Wally McCormack jumping right back in as Portage’s head coach
By Steve T. Gorches 648-3141 or firstname.lastname@example.org August 2, 2012 11:38PM
Portage Head Coach Wally McCormackworks on drills with quarterback Gage Pearman at Portage High School on Wednesday August 1, 2012. | Jim Karczewski~for Sun-Times Media
This is the last of a week-long series letting region football fans get to know the new head coaches in some of the region’s most high-profile programs, as two-a-days begin. Catch up on the others at post-trib.com/sports.
Updated: September 4, 2012 6:18AM
PORTAGE — To say Wally McCormack was happy not being a varsity head football coach and just dealing with freshmen last season would be a huge understatement.
He was relaxed. He was able to be a husband and father much more.
And then it happened. Previous Portage coach Jeromy Flowers resigned in early May and McCormack had to evaluate whether he was ready to dive back into the deep end of the pool or continue to wade in the shallow end as the Indians’ freshman coach.

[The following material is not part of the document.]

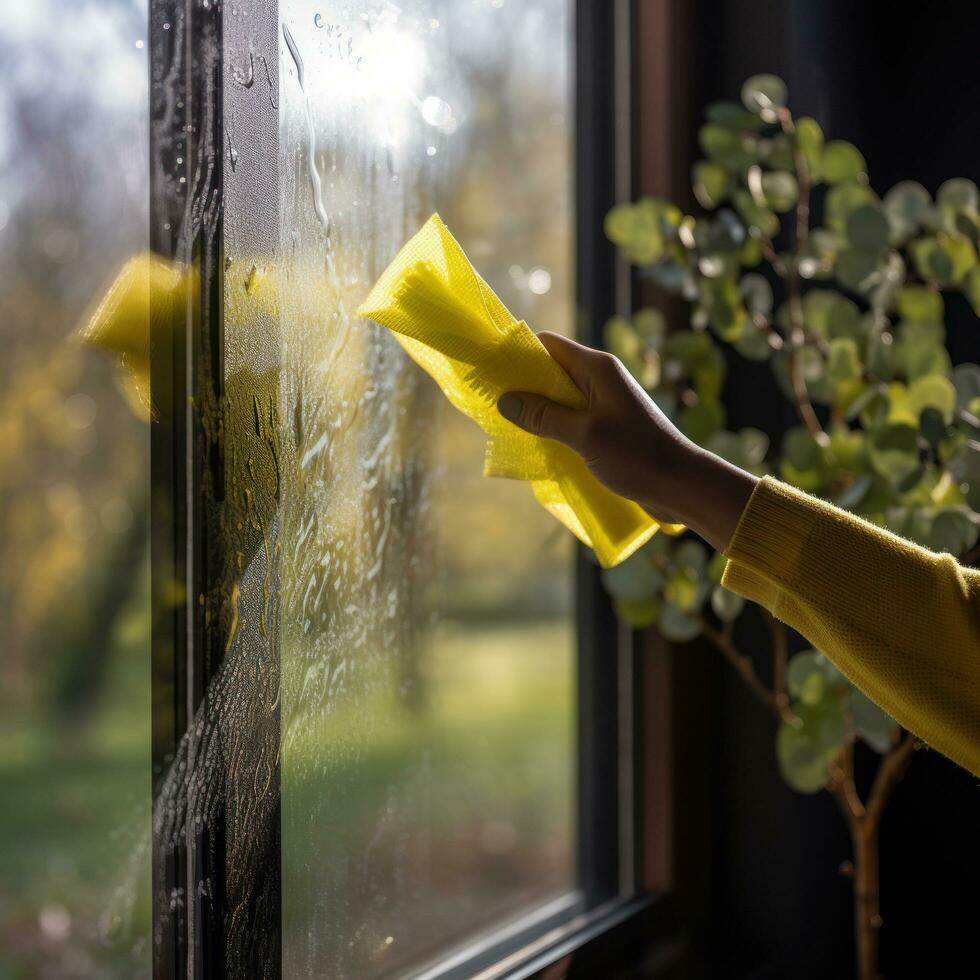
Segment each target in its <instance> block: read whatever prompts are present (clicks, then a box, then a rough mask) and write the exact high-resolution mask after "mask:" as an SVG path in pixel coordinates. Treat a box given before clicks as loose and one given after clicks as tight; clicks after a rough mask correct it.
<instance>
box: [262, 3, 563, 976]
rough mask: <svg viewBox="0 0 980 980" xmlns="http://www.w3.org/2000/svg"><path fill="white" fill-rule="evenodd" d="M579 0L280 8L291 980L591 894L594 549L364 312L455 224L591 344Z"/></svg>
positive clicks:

Deep end it was — but with slight trepidation. Only slight, though, since the former Chesterton assistant and head coach at Andrean and Hobart looks like he’s in midseason form during the first week of official practice.
“When you walk out the door you didn’t think about it,” McCormack said about the difference between being a freshman coach and the head honcho.
“Now being a head coach, you sit here the whole day thinking, ‘OK, I’ve got to make sure this kid’s not in any trouble, this kid got his form signed, this kid needs shoes, this kid’s got an ankle ...’ When I was coaching ninth grade, when I went home after football, I didn’t think about football. So the next question you’re going to ask me is why would you sign up for this again? I don’t know, glutton for punishment, I guess. I was hoping Jeromy wouldn’t do this for a couple years, to be honest, so I’d have time to evaluate whether I liked it better this way or not. But now that I’m back in, it’s like I never got out. We’re right back at it and I’m enjoying it.”
If it were any other school looking for a head coach — and there were plenty in a busy offseason — McCormack would have passed.
But when the school you live less than a mile away from needs a coach, in the city in which you’ve lived for a very long time, it’s hard to say no.
“The first time Coach talked to us, he said, ‘I’m a Portage guy,’” said senior lineman Justin Givens, playing for his third different coach in high school. “He said, ‘I was meant to be here and I’ll be here until my kids graduate from high school.’”
Considering those two children are still in grade school, that means McCormack could be the Portage coach longer than the eight years he was the Hobart coach.
It’s plain to see the comfort level has returned for McCormack as he roams the field during practice, running the gamut of emotions from an occasional smile and compliment — “Nice decision,” he told one of his young quarterbacks — to inevitable yelling and the trademark McCormack sarcasm: “That’s a great run ... for a loss of 2 yards.”
But there are definitely some aspects of coaching at a big school — the second largest in Northwest Indiana — that McCormack has to get used to.
“Right now we have 92 (kids),” he said. “But at the same time, numbers are overrated. Lowell went to the state championship game a few years ago with 40 guys on their roster. If numbers were the No. 1 factor to determine success, why doesn’t China win every gold medal in the Olympics?
“It means you have to coach differently. You’re coaching 92, so you’ve got to organize practice differently. It’s going to be an adjustment for me.”
One change in particular is that McCormack can be more generous as a coach, with plenty of players to choose from.
“Why not get more kids an opportunity to play?” he said. “In the long run, if more kids feel like they’re potentially part of the plan, the happier they are and the more they’re willing to come and work.”